Monetary Policy on Credit Growth of Deposit Money Banks in Nigeria (2010 – 2025)
DOI:
https://doi.org/10.55220/2576-6821.v10.896Keywords:
ARDL, Cash reserve ratio, Credit growth, Liquidity channel, Monetary policy, Nigeria.Abstract
This study examines the influence of monetary policy instruments on the growth of deposit money banks’ credit to the private sector in Nigeria over the period 2010–2025. Employing annual time-series data sourced from the Central Bank of Nigeria and applying the Autoregressive Distributed Lag (ARDL) bounds testing approach, the study investigates both short-run and long-run dynamics of monetary transmission. The results confirm the existence of a stable long-run relationship between credit growth and selected monetary policy variables. Long-run estimates reveal that liquidity-based instruments, particularly the Cash Reserve Ratio (CRR) and systemic liquidity conditions proxied by the ratio of broad money supply to private sector credit, exert significant influence on credit growth.

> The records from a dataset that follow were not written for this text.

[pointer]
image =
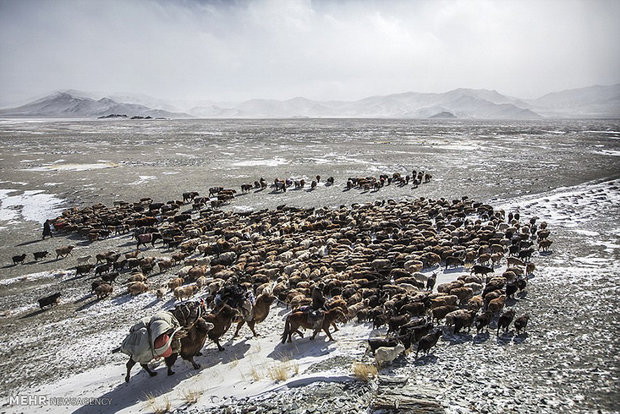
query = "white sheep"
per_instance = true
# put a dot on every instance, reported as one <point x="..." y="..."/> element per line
<point x="387" y="354"/>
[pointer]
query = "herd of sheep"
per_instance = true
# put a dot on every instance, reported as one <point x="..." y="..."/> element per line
<point x="367" y="259"/>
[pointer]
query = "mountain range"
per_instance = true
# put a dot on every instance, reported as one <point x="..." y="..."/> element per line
<point x="70" y="105"/>
<point x="590" y="102"/>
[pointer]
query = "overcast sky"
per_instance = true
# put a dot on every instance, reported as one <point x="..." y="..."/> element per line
<point x="328" y="49"/>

In contrast, the Monetary Policy Rate (MPR) demonstrates a negative but statistically insignificant effect, suggesting weak interest rate pass-through in Nigeria’s bank-dominated financial system. The error correction mechanism confirms gradual adjustment toward long-run equilibrium following short-run shocks. The findings indicate that monetary transmission operates predominantly through the liquidity channel rather than the price channel. The study recommends strengthening liquidity management coordination and improving interest rate transmission mechanisms to enhance sustainable private sector financing and monetary policy effectiveness.